The last mishna in the perek concerns what kinds of 'dirt' can be used for kisui hadam. It lists a bunch of specific things that can or can't be used, but the basic principle seems to be that 'dirt' must be dirtlike in the following ways: it must be small particles, but not too fine, and it must be the sort of thing that plants could grow in.

The Gemara introduces a third category: Things that don't necessarily meet our expectation of what 'dirt' is, but which are described as 'dust' in the Tanakh. So gold dust is described as dust in Tanakh, so the Gemara teaches that if you have no other source of dust, you can grind up gold coins and use them for kisui hadam. This is weird, but kisui hadam is a weird mitzvah in general whose rationale is elusive.

As this was a short daf, R' Linzer's shiur spent some time discussing the kabbalistic/metaphysical meaning of kisui hadam. Some suggested that this idea of returning the organic matter of the blood to dirt that can grow plants is about participating in the cycle of life. R' Linzer also tried to draw a contrast to the blood of a murder victim, where there are psukim about the earth crying out to redeem the spilled blood. In the case of a murder victim, you're not supposed to cover the blood, so that it can speak for justice, but in the case of a properly shechted animal, covering the blood may be part of acknowledging the propriety of the act and its place in the natural order.


Daf 89

The perek closes out with some more midrash aggadah.

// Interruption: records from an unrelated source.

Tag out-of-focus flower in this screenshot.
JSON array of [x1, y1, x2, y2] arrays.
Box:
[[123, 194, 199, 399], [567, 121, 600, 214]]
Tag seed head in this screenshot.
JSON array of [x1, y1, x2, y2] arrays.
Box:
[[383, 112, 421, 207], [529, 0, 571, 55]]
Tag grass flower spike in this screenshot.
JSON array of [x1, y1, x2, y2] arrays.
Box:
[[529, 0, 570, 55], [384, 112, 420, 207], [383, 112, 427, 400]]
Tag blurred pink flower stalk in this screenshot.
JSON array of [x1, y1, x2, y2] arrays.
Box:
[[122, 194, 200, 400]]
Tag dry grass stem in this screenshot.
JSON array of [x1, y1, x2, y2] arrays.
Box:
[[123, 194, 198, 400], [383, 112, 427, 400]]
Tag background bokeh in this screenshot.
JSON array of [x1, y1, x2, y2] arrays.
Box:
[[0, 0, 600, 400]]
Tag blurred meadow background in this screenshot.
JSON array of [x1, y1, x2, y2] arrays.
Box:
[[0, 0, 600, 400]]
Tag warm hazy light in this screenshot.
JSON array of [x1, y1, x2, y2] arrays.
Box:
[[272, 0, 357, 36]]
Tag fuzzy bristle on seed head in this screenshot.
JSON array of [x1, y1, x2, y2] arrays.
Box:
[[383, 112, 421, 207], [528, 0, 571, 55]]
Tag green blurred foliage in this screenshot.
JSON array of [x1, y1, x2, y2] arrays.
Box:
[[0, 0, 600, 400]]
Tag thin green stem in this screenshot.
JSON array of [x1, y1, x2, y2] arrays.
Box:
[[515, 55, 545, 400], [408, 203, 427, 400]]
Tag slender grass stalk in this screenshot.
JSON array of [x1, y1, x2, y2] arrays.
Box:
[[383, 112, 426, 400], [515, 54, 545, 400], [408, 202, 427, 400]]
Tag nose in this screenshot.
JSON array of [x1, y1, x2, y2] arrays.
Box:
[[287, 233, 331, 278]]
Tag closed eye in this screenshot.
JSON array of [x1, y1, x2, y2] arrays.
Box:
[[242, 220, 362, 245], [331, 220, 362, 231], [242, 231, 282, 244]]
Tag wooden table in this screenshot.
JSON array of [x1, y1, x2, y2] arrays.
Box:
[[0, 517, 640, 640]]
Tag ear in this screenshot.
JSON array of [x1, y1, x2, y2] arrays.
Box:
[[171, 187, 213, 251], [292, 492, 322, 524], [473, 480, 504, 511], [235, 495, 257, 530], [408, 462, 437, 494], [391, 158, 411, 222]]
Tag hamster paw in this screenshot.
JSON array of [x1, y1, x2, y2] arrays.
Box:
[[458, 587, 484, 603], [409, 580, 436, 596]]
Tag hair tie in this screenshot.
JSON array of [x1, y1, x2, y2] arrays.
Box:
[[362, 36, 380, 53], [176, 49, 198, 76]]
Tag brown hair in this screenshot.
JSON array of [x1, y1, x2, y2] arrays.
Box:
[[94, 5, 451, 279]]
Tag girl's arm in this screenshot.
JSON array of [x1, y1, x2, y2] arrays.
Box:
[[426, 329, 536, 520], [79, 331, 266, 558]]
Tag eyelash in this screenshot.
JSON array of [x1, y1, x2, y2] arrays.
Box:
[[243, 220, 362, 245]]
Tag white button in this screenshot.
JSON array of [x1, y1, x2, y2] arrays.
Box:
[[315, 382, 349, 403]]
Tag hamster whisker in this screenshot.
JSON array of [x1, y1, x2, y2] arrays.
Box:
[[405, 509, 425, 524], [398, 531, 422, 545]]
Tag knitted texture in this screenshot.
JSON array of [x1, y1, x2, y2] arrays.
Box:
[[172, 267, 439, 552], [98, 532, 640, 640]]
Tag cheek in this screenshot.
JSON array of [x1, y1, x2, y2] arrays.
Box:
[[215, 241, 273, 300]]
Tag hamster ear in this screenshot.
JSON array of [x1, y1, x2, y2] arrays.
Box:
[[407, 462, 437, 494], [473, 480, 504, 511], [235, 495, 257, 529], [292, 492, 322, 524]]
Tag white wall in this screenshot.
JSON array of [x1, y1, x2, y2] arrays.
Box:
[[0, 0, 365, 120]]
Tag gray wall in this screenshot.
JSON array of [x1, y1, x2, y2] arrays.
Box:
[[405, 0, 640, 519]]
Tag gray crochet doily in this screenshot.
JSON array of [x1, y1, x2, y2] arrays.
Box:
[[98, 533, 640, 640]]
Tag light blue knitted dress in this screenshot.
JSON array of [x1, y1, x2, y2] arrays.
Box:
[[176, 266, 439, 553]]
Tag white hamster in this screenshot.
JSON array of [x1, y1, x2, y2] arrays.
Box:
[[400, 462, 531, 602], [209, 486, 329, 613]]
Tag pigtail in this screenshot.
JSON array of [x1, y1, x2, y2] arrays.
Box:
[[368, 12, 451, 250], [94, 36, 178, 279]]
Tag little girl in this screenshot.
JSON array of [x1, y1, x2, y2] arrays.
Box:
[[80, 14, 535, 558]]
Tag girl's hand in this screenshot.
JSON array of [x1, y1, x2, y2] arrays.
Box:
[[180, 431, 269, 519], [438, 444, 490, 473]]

There's a really interesting midrashic connection between the story of Avraham and the war of the five kings and the mitzvot of tefillin and tzitzit. Genesis 14:23, at the end of the battle where Avraham's participation is decisive, he is offered a share of the spoils of war but says "I'll take not so much as a shoestring or leather shoestrap." The Gemara connects this to the parallel mitzvot of tzitzis and tefillin and says that Israel was given these mitzvot because of the merit of Avraham's action here.

Obviously all the mitzvot are for the benefit of the Jewish people, in that the performance of mitzvot are how we repair the world and perfect our presence in it, but what does it mean that we were given these two specific mitzvot because of the merit of Avraham?

The Gemara teaches that these two mitzvot provide specific personal benefit to the person who performs them. The tefillin, because R' Eliezer haGadol teaches that the tefillin are a siman to the other nations that God protects the Jewish people, and tzitzis because the techeilis are the same color as the Kisei haKavod that God sits upon, and thus the tzitzis when we wear them remind God of the Jewish connection to God's glory.